Puget Sound cooldown coming this week
After five consecutive days of 90 degree temperatures in Seattle, a cooldown is on the way later this week…. A rapid cooling off is expected starting Thursday, dropping into the upper 70s Saturday and Sunday. (KING)
See also: Air quality in some parts of Lower Mainland comparable to Beijing   (CBC)
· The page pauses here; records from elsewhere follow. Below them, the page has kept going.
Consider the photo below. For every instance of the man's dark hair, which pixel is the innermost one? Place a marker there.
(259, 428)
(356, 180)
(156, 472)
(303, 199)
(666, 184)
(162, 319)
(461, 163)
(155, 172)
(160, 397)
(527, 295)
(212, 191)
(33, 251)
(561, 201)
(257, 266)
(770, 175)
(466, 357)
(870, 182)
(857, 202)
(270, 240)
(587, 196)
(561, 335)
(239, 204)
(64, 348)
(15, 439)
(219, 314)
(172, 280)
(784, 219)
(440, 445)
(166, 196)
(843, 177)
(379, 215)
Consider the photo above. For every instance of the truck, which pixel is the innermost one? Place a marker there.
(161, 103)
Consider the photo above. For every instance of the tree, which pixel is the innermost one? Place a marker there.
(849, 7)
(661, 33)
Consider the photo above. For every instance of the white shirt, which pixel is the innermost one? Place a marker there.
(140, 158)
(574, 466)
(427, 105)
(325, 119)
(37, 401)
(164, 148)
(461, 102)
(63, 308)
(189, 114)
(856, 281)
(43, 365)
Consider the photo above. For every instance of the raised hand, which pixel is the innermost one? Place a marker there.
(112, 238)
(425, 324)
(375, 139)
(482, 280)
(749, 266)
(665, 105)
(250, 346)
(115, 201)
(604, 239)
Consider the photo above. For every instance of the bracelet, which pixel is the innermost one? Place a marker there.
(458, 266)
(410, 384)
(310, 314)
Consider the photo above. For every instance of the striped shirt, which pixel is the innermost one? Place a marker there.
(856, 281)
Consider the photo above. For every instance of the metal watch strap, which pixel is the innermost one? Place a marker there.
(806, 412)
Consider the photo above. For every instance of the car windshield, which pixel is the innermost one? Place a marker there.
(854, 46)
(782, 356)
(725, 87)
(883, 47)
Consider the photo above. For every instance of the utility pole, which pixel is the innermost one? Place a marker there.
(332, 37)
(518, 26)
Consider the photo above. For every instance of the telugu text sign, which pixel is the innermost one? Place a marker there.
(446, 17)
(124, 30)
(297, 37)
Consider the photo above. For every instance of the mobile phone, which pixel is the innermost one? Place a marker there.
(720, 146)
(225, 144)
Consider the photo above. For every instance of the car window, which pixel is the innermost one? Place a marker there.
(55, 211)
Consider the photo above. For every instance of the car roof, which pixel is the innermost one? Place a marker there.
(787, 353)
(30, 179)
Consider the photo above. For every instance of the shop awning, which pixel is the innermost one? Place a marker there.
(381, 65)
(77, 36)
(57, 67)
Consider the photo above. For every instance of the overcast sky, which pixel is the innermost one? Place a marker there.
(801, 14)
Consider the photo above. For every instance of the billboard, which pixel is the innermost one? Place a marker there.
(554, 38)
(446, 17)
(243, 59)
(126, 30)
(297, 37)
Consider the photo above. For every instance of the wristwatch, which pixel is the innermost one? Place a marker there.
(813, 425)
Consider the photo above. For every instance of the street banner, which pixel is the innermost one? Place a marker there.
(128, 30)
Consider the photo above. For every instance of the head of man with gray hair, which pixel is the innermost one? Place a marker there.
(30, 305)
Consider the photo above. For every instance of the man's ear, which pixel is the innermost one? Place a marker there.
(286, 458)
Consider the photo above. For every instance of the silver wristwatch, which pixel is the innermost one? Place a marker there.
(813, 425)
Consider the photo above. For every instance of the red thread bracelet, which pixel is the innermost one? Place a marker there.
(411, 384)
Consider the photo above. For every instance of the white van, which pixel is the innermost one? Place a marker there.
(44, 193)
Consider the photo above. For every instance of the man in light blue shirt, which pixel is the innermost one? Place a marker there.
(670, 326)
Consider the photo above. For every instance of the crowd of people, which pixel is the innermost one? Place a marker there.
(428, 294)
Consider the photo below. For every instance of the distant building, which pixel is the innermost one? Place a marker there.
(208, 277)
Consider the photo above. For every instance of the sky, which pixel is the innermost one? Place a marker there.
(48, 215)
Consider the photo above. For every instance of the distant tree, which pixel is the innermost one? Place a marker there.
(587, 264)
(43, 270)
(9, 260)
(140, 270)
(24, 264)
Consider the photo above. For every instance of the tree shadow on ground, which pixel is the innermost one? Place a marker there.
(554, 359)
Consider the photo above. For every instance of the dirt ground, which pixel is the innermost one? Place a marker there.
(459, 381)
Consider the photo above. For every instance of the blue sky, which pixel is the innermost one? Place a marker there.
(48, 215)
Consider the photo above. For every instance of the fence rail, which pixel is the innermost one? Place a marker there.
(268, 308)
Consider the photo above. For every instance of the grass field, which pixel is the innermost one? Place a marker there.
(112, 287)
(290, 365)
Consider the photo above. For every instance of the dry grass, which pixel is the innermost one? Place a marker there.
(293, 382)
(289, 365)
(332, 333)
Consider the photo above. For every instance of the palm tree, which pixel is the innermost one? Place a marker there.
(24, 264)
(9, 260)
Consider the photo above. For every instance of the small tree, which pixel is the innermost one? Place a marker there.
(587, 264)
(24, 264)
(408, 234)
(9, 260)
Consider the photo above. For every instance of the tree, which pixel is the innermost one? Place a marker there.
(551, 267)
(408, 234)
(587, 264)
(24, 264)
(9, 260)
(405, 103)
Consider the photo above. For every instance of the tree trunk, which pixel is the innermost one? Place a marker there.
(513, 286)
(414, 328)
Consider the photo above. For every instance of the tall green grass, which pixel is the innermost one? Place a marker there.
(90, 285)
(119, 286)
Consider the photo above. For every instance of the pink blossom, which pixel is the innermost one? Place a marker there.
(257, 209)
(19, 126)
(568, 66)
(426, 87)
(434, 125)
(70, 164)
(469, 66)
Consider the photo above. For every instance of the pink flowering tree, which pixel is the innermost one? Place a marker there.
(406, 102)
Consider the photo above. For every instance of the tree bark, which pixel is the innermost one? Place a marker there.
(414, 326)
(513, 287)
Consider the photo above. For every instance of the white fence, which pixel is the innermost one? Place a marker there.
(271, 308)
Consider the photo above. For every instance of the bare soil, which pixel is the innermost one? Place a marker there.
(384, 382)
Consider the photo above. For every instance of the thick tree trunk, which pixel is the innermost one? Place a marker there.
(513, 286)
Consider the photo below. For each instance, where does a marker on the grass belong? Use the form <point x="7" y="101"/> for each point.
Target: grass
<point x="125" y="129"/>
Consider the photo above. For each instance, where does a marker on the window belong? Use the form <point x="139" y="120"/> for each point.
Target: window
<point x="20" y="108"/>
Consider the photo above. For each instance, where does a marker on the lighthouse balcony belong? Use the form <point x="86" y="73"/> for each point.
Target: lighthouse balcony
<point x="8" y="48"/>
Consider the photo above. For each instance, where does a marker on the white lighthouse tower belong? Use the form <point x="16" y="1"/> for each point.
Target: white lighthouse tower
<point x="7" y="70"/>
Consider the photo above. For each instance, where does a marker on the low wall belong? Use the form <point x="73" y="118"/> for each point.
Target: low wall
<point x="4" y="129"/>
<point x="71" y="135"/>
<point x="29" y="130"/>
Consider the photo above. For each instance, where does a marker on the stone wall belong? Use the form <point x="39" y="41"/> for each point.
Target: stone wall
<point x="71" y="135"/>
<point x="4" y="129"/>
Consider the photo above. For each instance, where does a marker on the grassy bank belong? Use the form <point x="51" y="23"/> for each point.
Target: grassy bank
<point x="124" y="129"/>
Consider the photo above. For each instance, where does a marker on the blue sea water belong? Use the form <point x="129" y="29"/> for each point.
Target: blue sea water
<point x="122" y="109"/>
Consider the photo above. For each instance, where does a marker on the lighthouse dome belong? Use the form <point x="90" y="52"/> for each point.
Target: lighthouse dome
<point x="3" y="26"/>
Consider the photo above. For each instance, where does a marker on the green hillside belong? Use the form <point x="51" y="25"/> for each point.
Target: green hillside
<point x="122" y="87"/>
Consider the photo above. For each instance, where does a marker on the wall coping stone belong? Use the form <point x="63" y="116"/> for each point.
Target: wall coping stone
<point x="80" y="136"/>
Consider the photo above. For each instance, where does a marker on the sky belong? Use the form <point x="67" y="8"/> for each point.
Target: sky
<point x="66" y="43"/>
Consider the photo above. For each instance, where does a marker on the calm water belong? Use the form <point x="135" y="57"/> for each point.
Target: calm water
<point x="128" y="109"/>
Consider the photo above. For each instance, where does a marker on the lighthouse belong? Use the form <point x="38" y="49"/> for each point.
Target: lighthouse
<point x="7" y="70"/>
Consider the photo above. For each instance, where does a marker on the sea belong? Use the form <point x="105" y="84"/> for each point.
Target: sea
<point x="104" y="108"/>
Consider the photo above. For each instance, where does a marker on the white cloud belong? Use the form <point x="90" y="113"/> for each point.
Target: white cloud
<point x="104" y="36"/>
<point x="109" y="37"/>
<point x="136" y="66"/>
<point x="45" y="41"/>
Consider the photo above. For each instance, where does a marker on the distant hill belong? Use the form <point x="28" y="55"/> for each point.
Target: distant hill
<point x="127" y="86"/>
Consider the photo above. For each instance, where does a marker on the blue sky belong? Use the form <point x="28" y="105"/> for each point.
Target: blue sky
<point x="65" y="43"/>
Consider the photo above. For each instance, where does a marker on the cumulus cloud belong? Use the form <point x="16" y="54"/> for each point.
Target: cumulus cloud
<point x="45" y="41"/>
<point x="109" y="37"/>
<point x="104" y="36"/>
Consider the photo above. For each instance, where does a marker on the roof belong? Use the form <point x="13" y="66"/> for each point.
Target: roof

Cleanup begins at polluted Everett waterway
The East Waterway is finally getting cleaned up. Just don’t expect it to happen quickly. The waterway, an inlet off Possession Sound between the Port of Everett and Naval Station Everett, has long borne the brunt of industrial activity along the city’s waterfront. On June 30, the state Department of Ecology issued an agreement that begins the first stage of a multi-year cleanup process. The so-called Agreed Order between the Ecology department, the Port of Everett, Kimberly-Clark Worldwide Inc. and the state Department of Natural Resources lays out the order of events that will transpire over the next several years. Chris Winters reports. (Everett Herald)

Now, your tug weather--
WEST ENTRANCE U.S. WATERS STRAIT OF JUAN DE FUCA- 301 AM PDT TUE JUL 7 2015
TODAY
W WIND 5 TO 15 KT. WIND WAVES 2 FT OR LESS. W SWELL 3 FT AT 8 SECONDS. PATCHY FOG IN THE MORNING.
TONIGHT
W WIND 5 TO 15 KT. WIND WAVES 2 FT OR LESS. W SWELL 3 FT AT 7 SECONDS. PATCHY FOG LATE.
--
"Salish Sea News & Weather" is compiled as a community service by Mike Sato. To subscribe, send your name and email to msato@salishseacom.com. Your email information is never shared and you can unsubscribe at any time.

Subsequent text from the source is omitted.